HAVRE DE GRACE, Md. — If you hide it, Lynn Black will find it.It doesn’t matter whether it’s an old ammunition box hidden in a cemetery or a rock made famous by the movie “The Blair Witch Project.”
Mrs. Black, of Middletown, Pa., has logged more than 7,000 finds with her Global Positioning System receiver since she became hooked on the sport of geocaching more than three years ago.
“She was the type that you could never take her outdoors before, and now I can never keep her at home,” says her husband and sometime geocaching partner, Kevin Black.
And here at Susquehanna State Park, where the Maryland Geocaching Society has assembled 50 to 75 avid cache-hunters for its annual fall picnic, Mrs. Black is on the hunt again.
Geocaching is a high-tech scavenger hunt that uses the Global Positioning System and the Internet to direct geocachers to a stash. Players “cache,” or hide, items in various locations and publish coordinates so other GPS users can find them.
Each cache is described in a page on the sport’s virtual home base at www.geocaching.com. The page contains the coordinates of the cache location (in longitude and latitude), an area map and a brief description of what to look for. Some also contain encrypted clues and a key to decode them. The clues are encrypted because some geocachers prefer not to use them.
The game is played worldwide, from Afghanistan to Antarctica, from Vatican City to Malawi, and often inspires social events. Visitors to www.geocaching.com can see, for example, that geocachers in Sligo, Ireland, met last weekend for “a friendly morning cup of coffee” and a hike to two caches hidden at the top of Ben Bulben, the mountain made famous in the poetry of William Butler Yeats.
The fast-growing sport dates from May 1, 2000, when restrictions on the Global Positioning System — originally developed for military navigation — were removed, allowing the manufacture and sale of commercial receivers accurate to within 20 feet.
The GPS receiver, a device about the size of a cell phone, receives navigational signals from satellites orbiting the Earth. Its display shows distance and direction to the destination programmed into the unit.
The basic rules of the sport are simple: Players hide containers known as “caches” at various locations.
Each cache contains a logbook and perhaps some kind of prize or item designed to be passed from player to player.
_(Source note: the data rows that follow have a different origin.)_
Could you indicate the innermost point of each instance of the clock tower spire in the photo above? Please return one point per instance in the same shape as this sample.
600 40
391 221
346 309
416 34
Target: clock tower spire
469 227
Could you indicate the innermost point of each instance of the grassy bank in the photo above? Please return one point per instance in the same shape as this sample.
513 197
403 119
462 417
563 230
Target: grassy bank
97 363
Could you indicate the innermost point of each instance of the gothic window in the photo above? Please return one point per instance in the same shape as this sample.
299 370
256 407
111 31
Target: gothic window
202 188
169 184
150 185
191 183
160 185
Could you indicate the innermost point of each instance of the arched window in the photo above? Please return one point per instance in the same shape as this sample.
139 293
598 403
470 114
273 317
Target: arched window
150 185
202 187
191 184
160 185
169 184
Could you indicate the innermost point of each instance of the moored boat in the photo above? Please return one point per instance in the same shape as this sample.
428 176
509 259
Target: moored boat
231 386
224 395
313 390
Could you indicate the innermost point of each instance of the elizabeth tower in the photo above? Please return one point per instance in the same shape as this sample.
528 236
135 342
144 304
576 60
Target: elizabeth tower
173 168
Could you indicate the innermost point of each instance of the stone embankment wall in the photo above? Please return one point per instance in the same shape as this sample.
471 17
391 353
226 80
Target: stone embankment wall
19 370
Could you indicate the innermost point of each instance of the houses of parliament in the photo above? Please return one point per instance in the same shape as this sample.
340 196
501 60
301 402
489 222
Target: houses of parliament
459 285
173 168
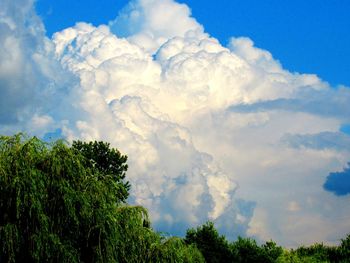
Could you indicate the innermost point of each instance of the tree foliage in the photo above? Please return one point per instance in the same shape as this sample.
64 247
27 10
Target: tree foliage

Those who find the cache are supposed to sign the logbook, take something from it and leave something else in return.
“It sort of becomes a swap meet out in the woods,” says Jeremy Irish, a partner in Groundspeak, the Seattle-based company that runs the sport through www.geocaching.com.
Mr. Irish, a Web developer and programmer, was attracted to geocaching by its flexibility, he says by phone from Seattle. For the adventurous, the game can be combined with other outdoor activities, such as kayaking, rock climbing and mountain biking, or it can be simple enough for children to play in an urban park.